In a traditional paired relationship, are both parties expected to take care of all of the needs of the other? I know that friendships serve their purpose separate from the primary relationship, but we wear so many different hats in our marriages or partnerships: lover, friend, provider, homemaker, parent, is it realistic to expect us to meet all of those needs for each other a majority of the time? Traditionally, many of us were raised with those expectations of marriage or partnership as well as the notion that seeking to have your needs met, be that emotional, mental or sexual, outside of your primary relationship is wrong, whether your primary partner is aware or not.

I'm fighting in my head the notion that my current SO has to be the person fulfilling all of my emotional, spiritual and sexual needs. More specifically, he feels he needs to be the person fulfilling all of those needs and that there is something "wrong" if he is not. He worries he is "not enough" is what he has told me and wonders why I need more than he can give and why I want to seek sexual connections with others while still staying invested in my relationship with him. He isn't actively seeking to fuck anyone else currently, he doesn't feel the need, he doesn't feel the drive and frankly, he doesn't have the time or energy. He doesn't understand that in giving to others I am not taking from him. Unfortunately there are issues of his to work through that are not mine yet I have to work with him if I want to continue to nurture this partnership of ours.

My background is in the mental health field and so it's easy to pathologize everything that comes up. It's taken me years to just allow what is to be in my own life, I can't figure it out for someone else. I've found he is more understanding and relaxes when I explain that the sex I have with others is what it is and nothing more, I approach each connection that I make with openness and whatever happens happens. I believe it's possible to share intimacy without falling in love. And what's wrong with falling in love for love's sake anyway? I am not seeking to break up my primary relationship but simply to enhance it and support it. I am not seeking to break up anyone else's relationship. What if, like one of the authors of The Ethical Slut, we "made sure to be affectionate, let people know what (we) loved about them...most would find a way to be comfortable with (us) without needing to be territorial", doesn't that stand to reason?

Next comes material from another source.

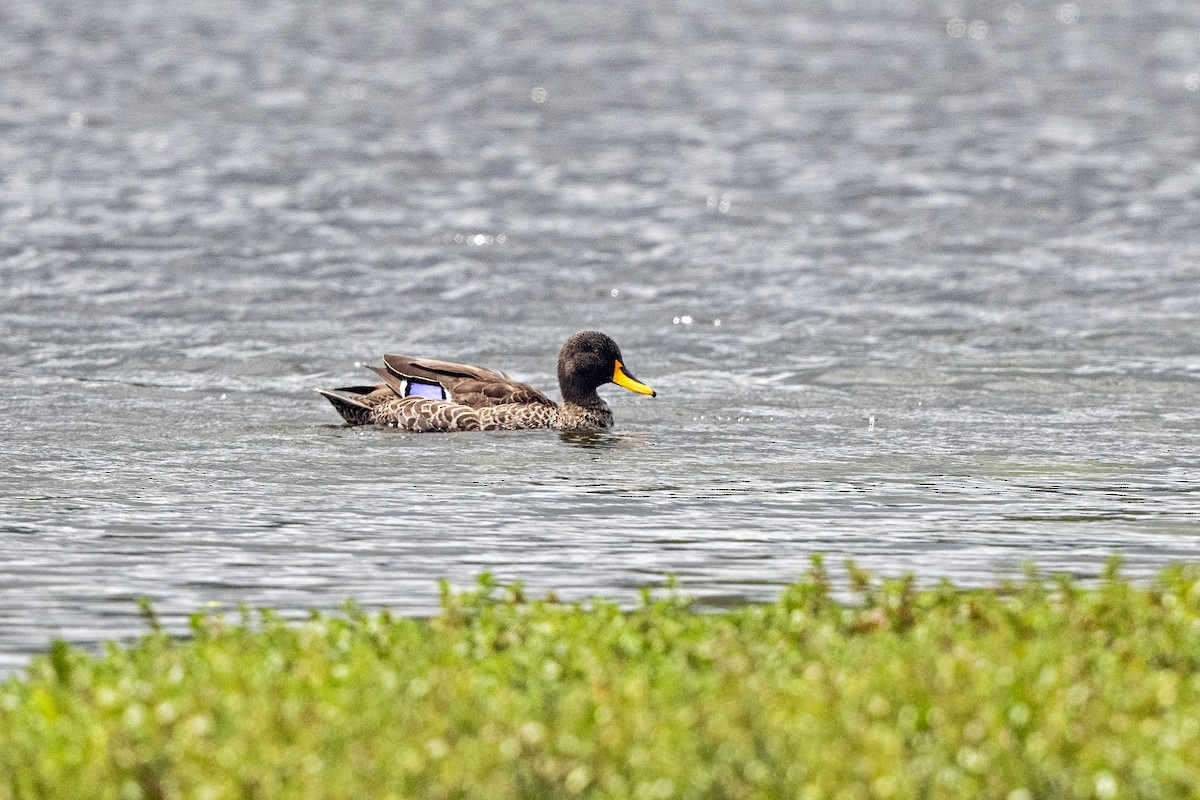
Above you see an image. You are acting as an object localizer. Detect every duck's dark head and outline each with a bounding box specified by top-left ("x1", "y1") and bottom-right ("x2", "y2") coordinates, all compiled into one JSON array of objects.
[{"x1": 558, "y1": 331, "x2": 655, "y2": 403}]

I don't share details about any experiences with my SO. He knows if I'm talking with anyone and I always check in when I'm meeting someone, especially for the first time. I've had a number of first "dates" recently since I've just jumped back in the pool. I think there is this fear of the unknown when it comes to opening up a relationship. There is a hunger for details: what did he look like, was he taller than me, bigger than me, what does he do, did he kiss you, did he touch you...all things I would be curious about myself if the roles were reversed. I'm reminded of a question given to me by a friend who is more experienced in the poly world: "tell me if I have anything to be worried about." There are rules laid out, there is communication between all parties, if either of those have been broken or jeopardized then it's time to be worried.

So I powder my nose and touch up my lipstick and offer a kiss before I leave. If he's feeling insecure, I get the question: "tell me if I have anything to be worried about." The answer is always "no, my love. you have my heart first and foremost."